2. No person really believes what the scientists teach is completely true. Well, some people say they believe that, but nobody (except, maybe, the very rare [in our country] real Buddhist) really lives as if personal reality is nothing but an illusion to be gotten over. Socrates, it’s true, said that philosophy is learning how to die, which seems to mean using science to come to terms with one’s own ephemeral insignificance. Learning how to die, so the philosopher says, is using your mind to get over yourself. But Socrates never seems to have talked with anyone who actually lived that way.

3. Certainly Plato presented Socrates’ life as one of dramatic personal significance. Socrates, everyone knows, was courageous enough to die rather than surrender or even diss his singularly significant way of life. The fact that his death was a huge deal makes him real important, even for us.
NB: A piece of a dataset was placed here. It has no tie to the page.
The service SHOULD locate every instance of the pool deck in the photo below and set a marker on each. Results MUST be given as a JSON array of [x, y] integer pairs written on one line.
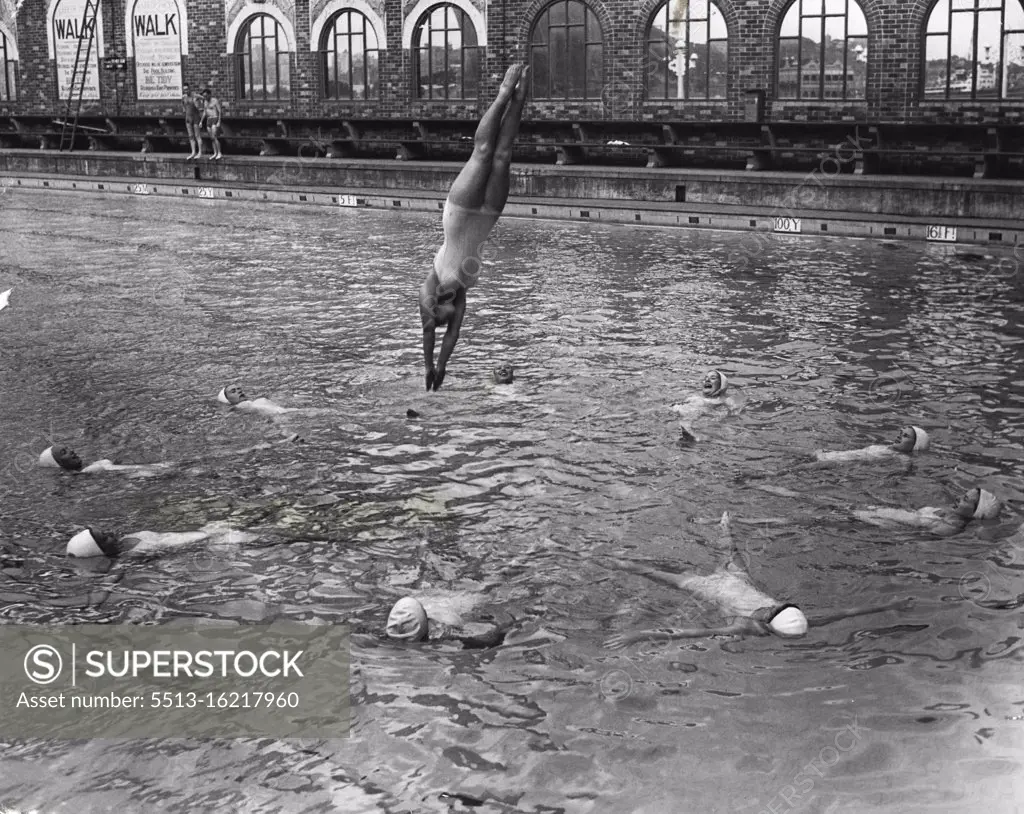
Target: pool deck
[[916, 208]]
4. Everyone knows that physics can account for everything but the nerdy, lonely, vain, envious, and somewhat self-forgetful physicist. There may be, for all I know, a perfect correspondence between the physicist’s mind and the cosmos. But the physicist, everyone also knows, is more than a mind, more than a big head. Even Sheldon on the funny TV show THE BIG BANG THEORY is an exaggeration, just as the other more pathetic and less self-sufficient characters are fairly realistic. Physicists want girlfriends, love their moms, and have friends for regular guy reasons too. The philosopher Leo Strauss said that the world—meaning cosmos or nature—is the home of the human mind, but even real guy philosophers (and in the classical world there was no difference between philosophers and scientists) are more than minds.
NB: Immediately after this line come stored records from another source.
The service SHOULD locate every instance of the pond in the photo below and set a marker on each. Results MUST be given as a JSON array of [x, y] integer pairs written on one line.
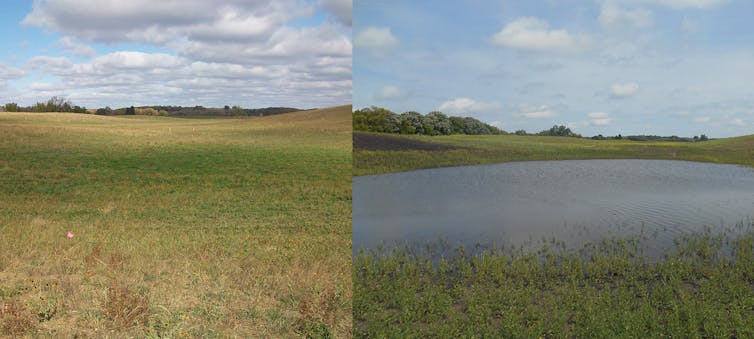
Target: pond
[[574, 201]]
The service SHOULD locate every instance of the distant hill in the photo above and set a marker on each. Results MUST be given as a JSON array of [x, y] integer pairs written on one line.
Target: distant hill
[[196, 111]]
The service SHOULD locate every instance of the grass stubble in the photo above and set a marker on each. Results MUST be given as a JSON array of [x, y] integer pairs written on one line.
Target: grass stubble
[[703, 287], [232, 227]]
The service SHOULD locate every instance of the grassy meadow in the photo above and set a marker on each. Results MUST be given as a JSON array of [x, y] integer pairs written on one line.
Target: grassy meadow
[[488, 149], [704, 287], [181, 227]]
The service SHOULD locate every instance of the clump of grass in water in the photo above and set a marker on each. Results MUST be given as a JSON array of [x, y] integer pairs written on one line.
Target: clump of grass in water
[[704, 287]]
5. Sometimes nerdy scientists today put their hope in transhumanism—in biotechnological progress that will allow them to exist without bodily limitations and icky bodily desires and functions. Transhumanists, a study might show, are typically guys with really bad bodies who are full of unrequited love. They are so about the coming revenge of the nerds that they forget that even scientists and philosophers have to be animated by erotic longings that could only exist in beings with bodies, minds, and other stuff too—in persons.